Mara stood at the edge of the hotel pool at 3 AM, wearing her dead mother's gardening **hat**. It was ridiculous—straw and frayed ribbon, smelling faintly of lavender and earth—but she couldn't make herself take it off. The chlorine stung her nose, sharp and chemical, like something that could strip a person down to nothing.

Below the surface, someone was **swimming** laps. Silent, methodical strokes cutting through black **water**. She watched the body move—arms reaching, legs kicking, mouth breaking the surface only to slip under again. How long could a person hold their breath before they had to choose between air and drowning? She'd forgotten.

"You're going to miss your flight," said a voice behind her.

She didn't turn. She knew who it was. Could smell his cologne, could picture the way his graying **hair** caught the moonlight.
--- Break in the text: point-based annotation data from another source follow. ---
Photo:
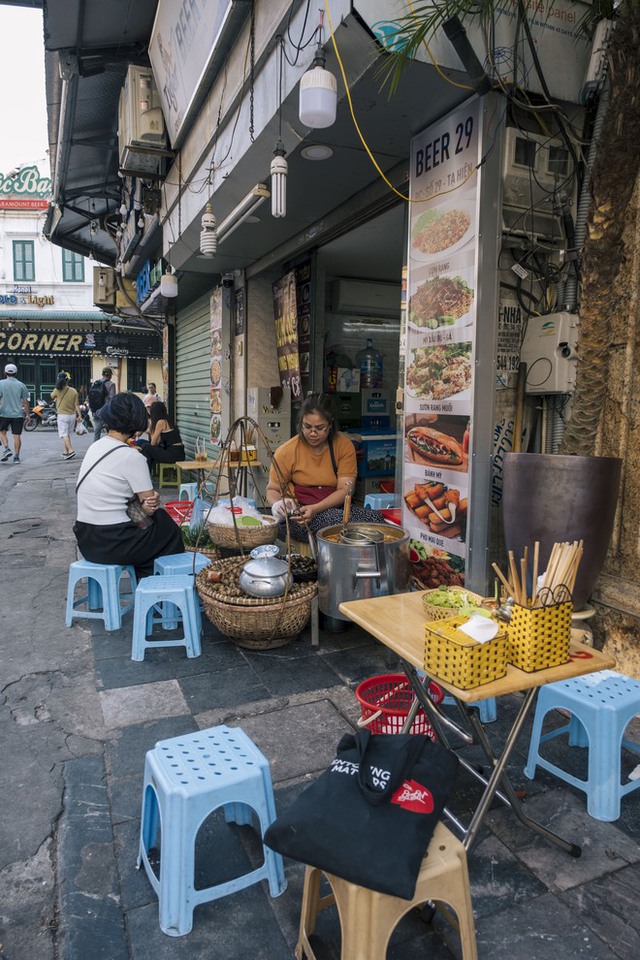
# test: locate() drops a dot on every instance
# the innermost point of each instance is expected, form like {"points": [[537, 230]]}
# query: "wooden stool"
{"points": [[367, 918]]}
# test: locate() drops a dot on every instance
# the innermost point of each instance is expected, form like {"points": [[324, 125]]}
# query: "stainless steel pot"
{"points": [[266, 577], [363, 560]]}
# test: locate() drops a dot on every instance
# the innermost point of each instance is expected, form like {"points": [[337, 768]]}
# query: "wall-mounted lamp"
{"points": [[318, 102], [208, 235], [279, 170], [169, 285]]}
Richard. Her boss. The man she'd been sleeping with for eight months, the one whose wife had called yesterday to ask if Mara enjoyed the promotion she'd received the same week Richard started mentoring her.

"I know," she said.

"This doesn't have to mean anything." He stepped closer, his hand hovering near her elbow. "We're both adults."

Something inside her cracked open, vast and hollow. "I had a dog once," she said, the words spilling out like water from a broken glass. "When I was twelve. He got old, couldn't walk anymore. My father made me hold him while the vet—"

She stopped. The swimmer surfaced with a splash, breaking the rhythm.

"Mara—"

"Don't." She pulled the hat down lower, hiding her eyes. "Just go, Richard."

She listened to his footsteps retreat, the soft click of the sliding door, the silence rushing back in to fill the space he'd occupied. Below her, the water kept moving. She thought about how heavy wet clothes became, how they pulled you down when you tried to stand. How some things soaked through to your skin and stayed there forever, staining you from the inside out.

Mara took off the hat and placed it carefully on a lounge chair. Then she dove into the pool.